$$\sum\limits_{n=1}^{\infty} \left(\frac{1}{4 n-3}+\frac{1}{4 n-1}-\frac{1}{2 n}\right) = \;?$$
I have been trying to see if it can be written as sum of two telescope terms but it looks tricky. Any help ?
$$\sum\limits_{n=1}^{\infty} \left(\frac{1}{4 n-3}+\frac{1}{4 n-1}-\frac{1}{2 n}\right) = \;?$$
I have been trying to see if it can be written as sum of two telescope terms but it looks tricky. Any help ?
Hint:
You might compare the partial sum for $n=1$ to $k$ with $\frac11 -\frac12+\frac13 -\frac14+\cdots -\frac1{4k}$, which has a well known limit.
Added:
If you do, you will find the difference is $\left(\frac12-\frac14\right)+\left(\frac16-\frac18\right)+\cdots+\left(\frac1{4k+2}-\frac1{4k}\right)$ which is half $\frac11 -\frac12+\frac13 -\frac14+\cdots -\frac1{2k}$.

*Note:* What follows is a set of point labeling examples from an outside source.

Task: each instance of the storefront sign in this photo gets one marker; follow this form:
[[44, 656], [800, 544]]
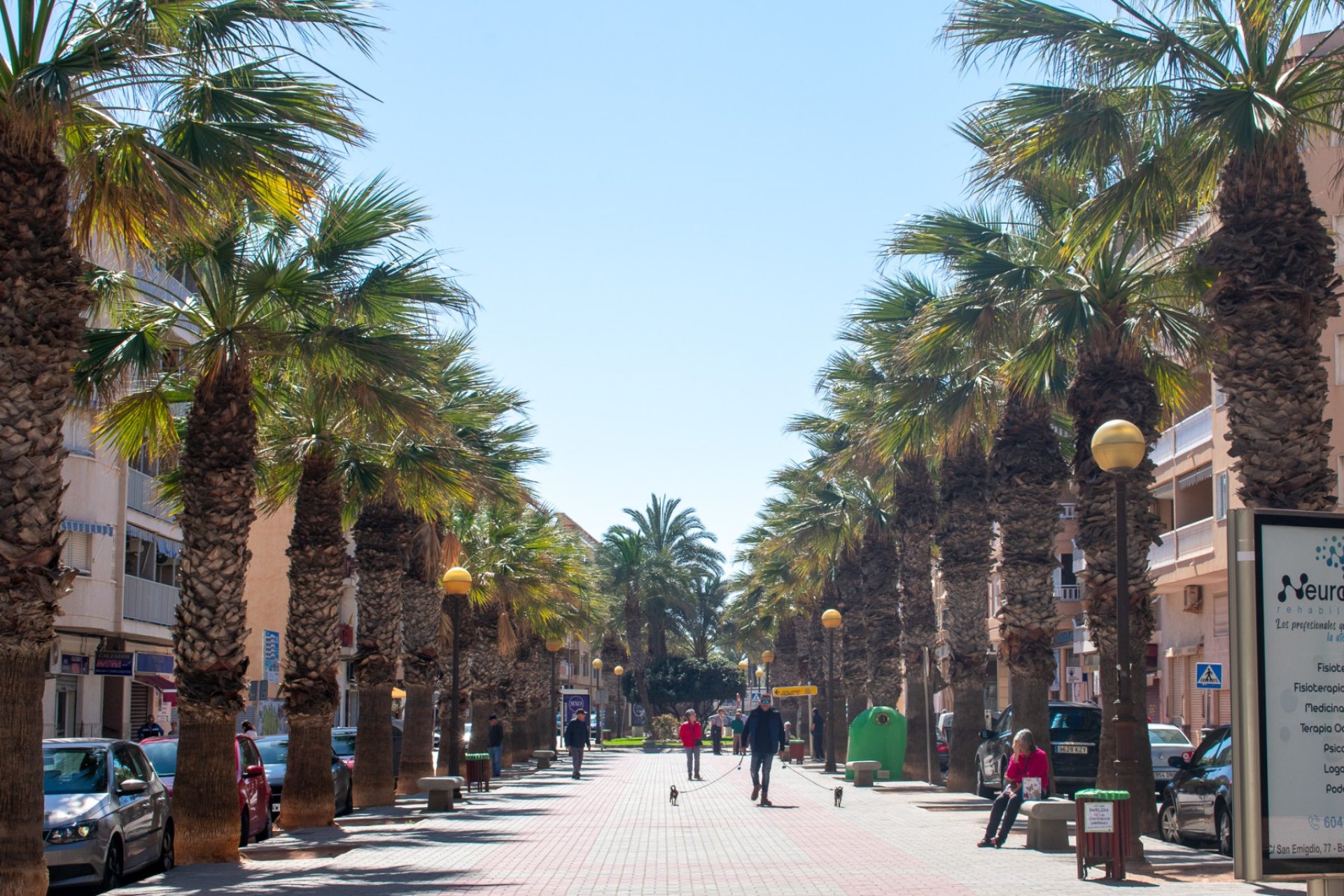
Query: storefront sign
[[113, 663]]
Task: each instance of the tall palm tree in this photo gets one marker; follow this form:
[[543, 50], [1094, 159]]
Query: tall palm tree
[[262, 301], [84, 159], [1234, 90]]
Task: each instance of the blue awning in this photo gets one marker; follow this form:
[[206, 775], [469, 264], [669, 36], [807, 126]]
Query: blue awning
[[93, 528]]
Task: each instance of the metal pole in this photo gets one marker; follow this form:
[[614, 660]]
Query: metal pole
[[454, 713], [831, 704]]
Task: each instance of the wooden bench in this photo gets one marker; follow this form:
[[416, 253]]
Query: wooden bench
[[1047, 824], [441, 790], [863, 771]]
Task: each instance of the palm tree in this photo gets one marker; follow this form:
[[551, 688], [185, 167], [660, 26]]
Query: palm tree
[[85, 159], [264, 300], [1234, 90]]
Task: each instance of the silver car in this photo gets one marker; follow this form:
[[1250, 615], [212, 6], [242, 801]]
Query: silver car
[[106, 812]]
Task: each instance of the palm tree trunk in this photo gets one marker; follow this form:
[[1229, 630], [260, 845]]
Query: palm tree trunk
[[1275, 293], [45, 300], [381, 533], [916, 512], [316, 580], [1110, 383], [1026, 473], [218, 485], [964, 539]]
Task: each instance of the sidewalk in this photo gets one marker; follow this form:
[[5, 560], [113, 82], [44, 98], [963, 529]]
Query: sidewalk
[[616, 833]]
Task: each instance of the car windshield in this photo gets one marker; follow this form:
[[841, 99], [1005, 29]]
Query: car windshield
[[1168, 736], [74, 770], [273, 752], [1074, 722], [163, 757]]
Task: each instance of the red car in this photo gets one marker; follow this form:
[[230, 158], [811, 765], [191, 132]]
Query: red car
[[253, 789]]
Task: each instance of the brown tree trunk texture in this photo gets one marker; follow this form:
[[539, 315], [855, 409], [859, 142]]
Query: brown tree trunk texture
[[914, 523], [42, 305], [1027, 473], [964, 543], [1110, 383], [206, 747], [218, 486], [381, 533], [312, 638], [1276, 290], [312, 783]]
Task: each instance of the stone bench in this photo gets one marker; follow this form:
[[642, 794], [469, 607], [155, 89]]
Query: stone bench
[[441, 790], [1047, 824], [863, 771]]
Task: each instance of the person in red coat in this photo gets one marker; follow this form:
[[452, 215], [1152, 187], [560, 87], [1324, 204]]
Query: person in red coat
[[1028, 769], [691, 734]]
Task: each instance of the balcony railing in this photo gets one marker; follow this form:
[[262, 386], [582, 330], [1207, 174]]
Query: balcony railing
[[150, 601], [1183, 543], [143, 495], [1193, 431]]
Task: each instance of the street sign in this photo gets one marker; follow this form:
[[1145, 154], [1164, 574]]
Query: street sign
[[1209, 676]]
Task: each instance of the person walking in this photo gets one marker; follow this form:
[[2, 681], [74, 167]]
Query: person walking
[[577, 739], [1028, 762], [717, 723], [495, 746], [764, 735], [691, 732]]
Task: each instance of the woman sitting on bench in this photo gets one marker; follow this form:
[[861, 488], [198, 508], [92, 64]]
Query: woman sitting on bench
[[1027, 762]]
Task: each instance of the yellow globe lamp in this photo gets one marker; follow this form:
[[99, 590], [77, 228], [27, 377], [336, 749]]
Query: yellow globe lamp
[[1119, 445], [457, 582]]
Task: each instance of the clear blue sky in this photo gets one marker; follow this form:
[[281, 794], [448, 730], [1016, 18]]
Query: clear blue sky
[[666, 210]]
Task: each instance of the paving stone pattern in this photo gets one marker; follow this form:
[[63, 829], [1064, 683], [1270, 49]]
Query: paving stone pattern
[[616, 833]]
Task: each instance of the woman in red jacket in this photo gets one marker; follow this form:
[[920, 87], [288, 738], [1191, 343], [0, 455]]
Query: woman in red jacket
[[691, 734], [1028, 762]]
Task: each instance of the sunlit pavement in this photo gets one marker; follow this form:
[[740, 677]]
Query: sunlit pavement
[[616, 832]]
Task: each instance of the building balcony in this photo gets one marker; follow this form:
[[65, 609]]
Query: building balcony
[[150, 601], [1195, 430], [1183, 543]]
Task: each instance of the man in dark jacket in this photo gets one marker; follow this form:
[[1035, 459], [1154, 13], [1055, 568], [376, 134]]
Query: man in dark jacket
[[577, 739], [765, 736]]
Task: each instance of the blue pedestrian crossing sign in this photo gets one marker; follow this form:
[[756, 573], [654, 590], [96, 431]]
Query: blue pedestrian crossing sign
[[1209, 676]]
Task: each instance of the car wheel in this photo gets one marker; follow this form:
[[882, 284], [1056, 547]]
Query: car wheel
[[1224, 825], [1168, 824], [113, 868]]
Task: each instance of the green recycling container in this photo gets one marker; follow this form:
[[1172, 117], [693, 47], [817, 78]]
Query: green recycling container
[[879, 734]]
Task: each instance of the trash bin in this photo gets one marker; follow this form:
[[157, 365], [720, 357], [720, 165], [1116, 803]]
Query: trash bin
[[1102, 836]]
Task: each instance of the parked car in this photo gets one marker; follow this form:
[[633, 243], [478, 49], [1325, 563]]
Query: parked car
[[1167, 742], [274, 755], [1198, 801], [253, 790], [105, 812], [1074, 734]]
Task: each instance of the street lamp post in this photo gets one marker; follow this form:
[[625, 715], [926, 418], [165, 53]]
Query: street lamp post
[[457, 584], [831, 621], [554, 647], [597, 665], [1119, 447]]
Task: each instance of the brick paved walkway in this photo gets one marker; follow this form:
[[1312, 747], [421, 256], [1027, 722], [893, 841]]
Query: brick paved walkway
[[616, 833]]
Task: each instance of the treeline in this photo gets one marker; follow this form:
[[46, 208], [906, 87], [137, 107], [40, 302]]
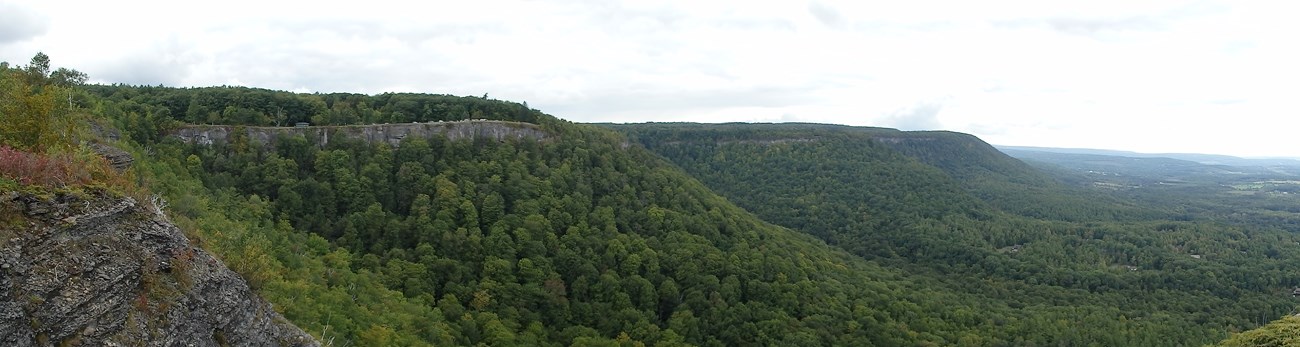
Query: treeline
[[870, 192], [588, 241], [258, 107]]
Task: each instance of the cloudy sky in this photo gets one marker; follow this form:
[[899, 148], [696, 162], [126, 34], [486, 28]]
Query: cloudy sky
[[1213, 77]]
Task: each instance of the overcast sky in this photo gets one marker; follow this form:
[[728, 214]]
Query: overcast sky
[[1212, 77]]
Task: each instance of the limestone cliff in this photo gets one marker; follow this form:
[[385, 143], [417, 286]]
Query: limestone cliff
[[91, 269], [388, 133]]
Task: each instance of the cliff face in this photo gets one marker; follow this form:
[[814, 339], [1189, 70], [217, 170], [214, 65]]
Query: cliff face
[[100, 270], [390, 134]]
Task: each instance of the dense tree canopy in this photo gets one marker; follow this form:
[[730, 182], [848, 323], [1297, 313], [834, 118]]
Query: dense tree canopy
[[677, 234]]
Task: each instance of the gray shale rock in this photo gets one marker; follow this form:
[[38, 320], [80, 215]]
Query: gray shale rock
[[100, 270], [373, 134]]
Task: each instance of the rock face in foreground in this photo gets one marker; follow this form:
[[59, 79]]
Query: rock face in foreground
[[98, 270]]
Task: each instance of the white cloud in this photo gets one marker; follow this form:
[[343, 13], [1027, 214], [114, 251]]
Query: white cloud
[[1149, 76]]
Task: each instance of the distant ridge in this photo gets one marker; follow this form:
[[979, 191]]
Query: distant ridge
[[1196, 157]]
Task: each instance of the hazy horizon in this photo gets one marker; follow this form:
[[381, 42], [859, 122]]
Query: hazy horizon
[[1162, 77]]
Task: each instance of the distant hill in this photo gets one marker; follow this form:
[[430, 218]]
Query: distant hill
[[1196, 157]]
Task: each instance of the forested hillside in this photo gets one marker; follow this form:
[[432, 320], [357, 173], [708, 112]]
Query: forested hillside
[[571, 241], [674, 234], [861, 190]]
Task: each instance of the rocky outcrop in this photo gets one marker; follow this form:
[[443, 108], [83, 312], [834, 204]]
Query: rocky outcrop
[[91, 269], [388, 133], [117, 159]]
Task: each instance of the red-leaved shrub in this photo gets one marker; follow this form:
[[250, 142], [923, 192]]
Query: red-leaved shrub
[[42, 169]]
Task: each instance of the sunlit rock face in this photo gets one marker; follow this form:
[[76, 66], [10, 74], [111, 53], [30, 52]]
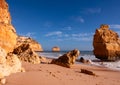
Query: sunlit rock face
[[106, 44], [55, 49], [7, 32], [68, 59]]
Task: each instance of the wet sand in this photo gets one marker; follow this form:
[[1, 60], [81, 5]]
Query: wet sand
[[50, 74]]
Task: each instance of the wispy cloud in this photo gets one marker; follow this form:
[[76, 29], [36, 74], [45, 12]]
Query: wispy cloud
[[91, 10], [56, 33], [115, 26], [78, 19], [48, 24], [67, 28], [60, 36], [29, 34]]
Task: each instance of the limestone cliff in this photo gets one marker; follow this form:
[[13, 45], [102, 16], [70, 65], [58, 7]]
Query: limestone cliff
[[7, 32], [56, 49], [106, 44], [34, 45]]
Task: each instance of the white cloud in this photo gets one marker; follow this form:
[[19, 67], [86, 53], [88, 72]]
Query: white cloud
[[80, 19], [56, 33], [82, 38], [91, 10], [48, 24], [29, 34], [115, 26], [67, 28], [82, 34]]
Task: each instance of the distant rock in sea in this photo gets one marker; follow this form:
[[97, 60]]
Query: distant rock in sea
[[67, 59], [106, 44], [7, 32], [27, 40], [55, 49]]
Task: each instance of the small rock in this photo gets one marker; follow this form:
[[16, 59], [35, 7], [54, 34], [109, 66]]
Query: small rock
[[87, 72], [2, 81]]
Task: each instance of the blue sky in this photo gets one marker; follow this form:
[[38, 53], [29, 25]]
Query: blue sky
[[68, 24]]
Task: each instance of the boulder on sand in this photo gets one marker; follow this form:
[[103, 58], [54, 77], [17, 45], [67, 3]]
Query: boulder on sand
[[25, 53], [106, 44]]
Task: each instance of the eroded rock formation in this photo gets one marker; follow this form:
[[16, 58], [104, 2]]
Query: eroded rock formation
[[26, 53], [27, 40], [106, 44], [67, 59], [7, 32], [9, 63], [56, 49]]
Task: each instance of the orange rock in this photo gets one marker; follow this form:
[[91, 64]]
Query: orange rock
[[106, 44], [67, 59], [25, 53], [7, 32], [55, 49]]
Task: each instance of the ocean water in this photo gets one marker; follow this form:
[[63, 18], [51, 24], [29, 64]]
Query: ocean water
[[86, 55]]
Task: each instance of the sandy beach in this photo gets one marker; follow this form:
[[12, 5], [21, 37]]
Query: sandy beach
[[51, 74]]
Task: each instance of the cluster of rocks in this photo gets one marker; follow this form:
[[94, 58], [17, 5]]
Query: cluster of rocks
[[56, 49], [12, 50], [106, 44]]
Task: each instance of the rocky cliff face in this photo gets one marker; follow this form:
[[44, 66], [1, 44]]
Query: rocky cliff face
[[27, 40], [7, 32], [9, 63], [106, 44], [56, 49]]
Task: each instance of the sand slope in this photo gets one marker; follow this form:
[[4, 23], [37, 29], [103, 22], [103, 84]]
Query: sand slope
[[49, 74]]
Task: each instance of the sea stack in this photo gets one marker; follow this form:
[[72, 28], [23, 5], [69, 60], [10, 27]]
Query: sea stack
[[7, 32], [56, 49], [106, 44], [67, 59]]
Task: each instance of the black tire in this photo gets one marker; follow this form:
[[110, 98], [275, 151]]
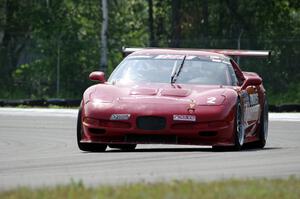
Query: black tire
[[123, 147], [92, 147], [238, 132], [263, 127]]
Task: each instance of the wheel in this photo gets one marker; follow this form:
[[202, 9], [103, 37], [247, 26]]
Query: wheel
[[92, 147], [123, 147], [238, 132], [263, 127]]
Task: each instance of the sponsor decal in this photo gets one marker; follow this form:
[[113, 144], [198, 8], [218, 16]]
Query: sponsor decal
[[191, 118], [211, 100], [120, 117]]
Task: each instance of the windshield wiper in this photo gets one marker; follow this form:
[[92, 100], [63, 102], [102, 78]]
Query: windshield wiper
[[175, 73]]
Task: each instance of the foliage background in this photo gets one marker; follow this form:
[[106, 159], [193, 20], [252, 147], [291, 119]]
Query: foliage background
[[38, 36]]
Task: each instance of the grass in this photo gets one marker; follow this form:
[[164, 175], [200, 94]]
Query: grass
[[227, 189]]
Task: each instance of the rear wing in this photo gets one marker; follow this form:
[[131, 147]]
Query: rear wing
[[228, 52]]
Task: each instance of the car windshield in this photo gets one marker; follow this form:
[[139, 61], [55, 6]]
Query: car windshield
[[160, 68]]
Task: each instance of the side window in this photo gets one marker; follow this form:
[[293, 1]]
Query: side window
[[233, 76]]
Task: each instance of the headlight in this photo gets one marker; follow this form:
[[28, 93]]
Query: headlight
[[211, 100]]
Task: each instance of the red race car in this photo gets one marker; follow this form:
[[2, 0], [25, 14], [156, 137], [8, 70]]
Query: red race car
[[174, 96]]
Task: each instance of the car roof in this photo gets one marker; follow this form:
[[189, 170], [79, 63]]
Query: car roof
[[177, 52]]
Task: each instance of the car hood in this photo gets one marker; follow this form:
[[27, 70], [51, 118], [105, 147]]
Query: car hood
[[160, 93]]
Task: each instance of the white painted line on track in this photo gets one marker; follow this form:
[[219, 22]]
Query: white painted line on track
[[293, 117]]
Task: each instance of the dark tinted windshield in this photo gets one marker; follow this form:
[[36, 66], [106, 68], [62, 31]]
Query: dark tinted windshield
[[158, 68]]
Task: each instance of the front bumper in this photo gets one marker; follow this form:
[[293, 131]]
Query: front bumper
[[213, 126]]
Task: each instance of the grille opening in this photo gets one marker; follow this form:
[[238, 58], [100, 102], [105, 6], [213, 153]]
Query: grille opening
[[151, 122], [208, 133], [97, 131], [158, 139]]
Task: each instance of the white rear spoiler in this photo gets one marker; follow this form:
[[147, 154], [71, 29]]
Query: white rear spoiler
[[229, 52]]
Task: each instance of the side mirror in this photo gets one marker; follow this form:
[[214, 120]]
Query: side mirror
[[97, 76], [251, 81]]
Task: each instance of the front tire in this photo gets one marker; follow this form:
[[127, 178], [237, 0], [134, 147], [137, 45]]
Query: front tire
[[239, 132], [263, 127], [92, 147]]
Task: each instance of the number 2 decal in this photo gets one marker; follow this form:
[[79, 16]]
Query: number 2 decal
[[211, 100]]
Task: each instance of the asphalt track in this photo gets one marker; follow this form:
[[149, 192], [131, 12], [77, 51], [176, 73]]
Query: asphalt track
[[38, 147]]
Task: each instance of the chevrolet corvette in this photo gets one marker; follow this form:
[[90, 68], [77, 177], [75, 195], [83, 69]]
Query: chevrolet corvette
[[174, 96]]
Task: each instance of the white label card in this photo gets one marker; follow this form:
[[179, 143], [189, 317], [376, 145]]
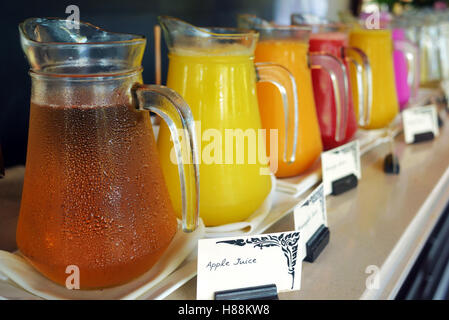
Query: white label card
[[311, 214], [340, 162], [419, 120], [242, 262], [445, 87]]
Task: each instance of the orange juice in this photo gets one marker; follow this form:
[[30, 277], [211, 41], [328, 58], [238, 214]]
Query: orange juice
[[291, 54], [221, 92], [378, 46]]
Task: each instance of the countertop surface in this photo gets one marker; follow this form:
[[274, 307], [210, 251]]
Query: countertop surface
[[381, 225], [378, 227]]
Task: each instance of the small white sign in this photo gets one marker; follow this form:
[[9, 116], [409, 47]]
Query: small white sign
[[242, 262], [418, 120], [340, 162], [310, 214], [445, 87]]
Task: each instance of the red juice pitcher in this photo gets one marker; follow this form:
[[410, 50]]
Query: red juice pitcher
[[336, 44]]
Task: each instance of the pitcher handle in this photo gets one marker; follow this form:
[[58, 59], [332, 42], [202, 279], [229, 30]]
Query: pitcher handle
[[364, 83], [172, 108], [340, 84], [411, 54], [284, 81]]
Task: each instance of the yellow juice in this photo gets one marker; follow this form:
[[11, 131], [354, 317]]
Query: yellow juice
[[221, 92], [378, 46]]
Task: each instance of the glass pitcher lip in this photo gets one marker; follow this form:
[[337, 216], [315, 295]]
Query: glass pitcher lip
[[87, 76], [137, 38], [230, 33], [306, 28]]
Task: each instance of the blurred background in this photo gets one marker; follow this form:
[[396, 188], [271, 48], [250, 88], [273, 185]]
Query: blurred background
[[133, 16]]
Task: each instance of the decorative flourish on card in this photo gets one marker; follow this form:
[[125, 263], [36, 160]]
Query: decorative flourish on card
[[288, 242]]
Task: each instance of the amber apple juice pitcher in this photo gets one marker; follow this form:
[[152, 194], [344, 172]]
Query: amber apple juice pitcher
[[94, 194]]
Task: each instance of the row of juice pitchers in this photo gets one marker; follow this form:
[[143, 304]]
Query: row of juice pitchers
[[101, 193]]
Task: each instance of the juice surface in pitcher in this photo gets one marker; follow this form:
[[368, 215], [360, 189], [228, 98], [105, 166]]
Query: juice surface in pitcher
[[87, 197], [220, 90], [333, 43], [292, 55], [378, 46]]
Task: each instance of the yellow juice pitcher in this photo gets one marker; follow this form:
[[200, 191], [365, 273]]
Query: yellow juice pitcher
[[383, 100], [214, 71]]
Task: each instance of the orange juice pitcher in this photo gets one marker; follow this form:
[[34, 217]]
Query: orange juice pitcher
[[214, 71], [383, 100], [94, 194], [289, 47]]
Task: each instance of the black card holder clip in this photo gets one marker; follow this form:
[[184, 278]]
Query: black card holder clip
[[344, 184], [425, 136], [265, 292], [316, 244]]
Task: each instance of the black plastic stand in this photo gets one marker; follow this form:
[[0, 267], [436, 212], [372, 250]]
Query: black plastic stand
[[421, 137], [317, 243], [266, 292], [344, 184], [391, 164]]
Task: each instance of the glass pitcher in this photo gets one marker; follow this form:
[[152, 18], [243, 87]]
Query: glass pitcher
[[406, 67], [214, 71], [332, 38], [94, 194], [378, 47], [289, 46]]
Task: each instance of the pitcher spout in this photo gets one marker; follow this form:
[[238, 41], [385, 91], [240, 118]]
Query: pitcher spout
[[184, 37], [52, 47]]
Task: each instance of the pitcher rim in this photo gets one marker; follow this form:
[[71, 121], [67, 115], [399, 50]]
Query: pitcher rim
[[240, 34], [88, 76], [137, 37]]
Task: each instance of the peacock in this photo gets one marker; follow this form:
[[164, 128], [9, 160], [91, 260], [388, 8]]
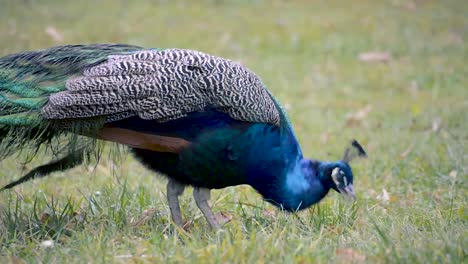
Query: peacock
[[200, 120]]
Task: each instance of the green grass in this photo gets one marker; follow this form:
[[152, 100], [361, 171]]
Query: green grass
[[307, 53]]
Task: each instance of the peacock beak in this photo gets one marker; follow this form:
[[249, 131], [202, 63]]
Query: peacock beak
[[348, 193]]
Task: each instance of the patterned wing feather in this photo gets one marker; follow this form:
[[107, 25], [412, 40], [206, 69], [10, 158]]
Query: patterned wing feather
[[163, 85]]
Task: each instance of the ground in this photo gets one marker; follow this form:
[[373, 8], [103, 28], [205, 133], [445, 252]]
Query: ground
[[391, 74]]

So the limit of the original sum is $$\log_e 2 + \frac12 \log_e 2 \\=\frac32 \,\log_e 2.$$
Hint: The sum is a rearrangement of the terms of the alternating harmonic series.
Can you find a series to compare term-wise to? Note that $-\frac{1}{2n} = - \frac{1}{4n} - \frac{1}{4n}$.
Since everyone is very hectic in the comments, let me be clear here:
The sum converges. The rearrangement itself is not enough to prove this, of course, since the harmonic series converges conditionally. However, my hint that it is a rearrangement was to hint at the possibility that we can use a comparison to prove it.
Full solution
$ \sum \left( \frac{1}{4n-3} + \frac{1}{4n-1} - \frac{1}{4n} - \frac{1}{4n} \right) = \sum \left(\frac{1}{4n-3} - \frac{1}{4n-2} + \frac{1}{4n-1} - \frac{1}{4n}\right) + \sum \left( \frac{1}{4n-2} - \frac{1}{4n}\right).$
$= \ln 2 + \frac{1}{2} \sum \left( \frac{1}{2n-1} - \frac{1}{2n} \right) = \frac{3}{2} \ln 2.$
$$\sum\limits_{n=1}^k \left(\frac{1}{4 n-3}+\frac{1}{4 n-1}-\frac{1}{2 n}\right) =1-\frac12+\frac13-\frac14+\cdots-\frac{1}{2k} + \sum\limits_{n=k}^{2k-1} \frac{1}{2n+1}$$
Can you evaluate the limits of the two series on the right-hand side?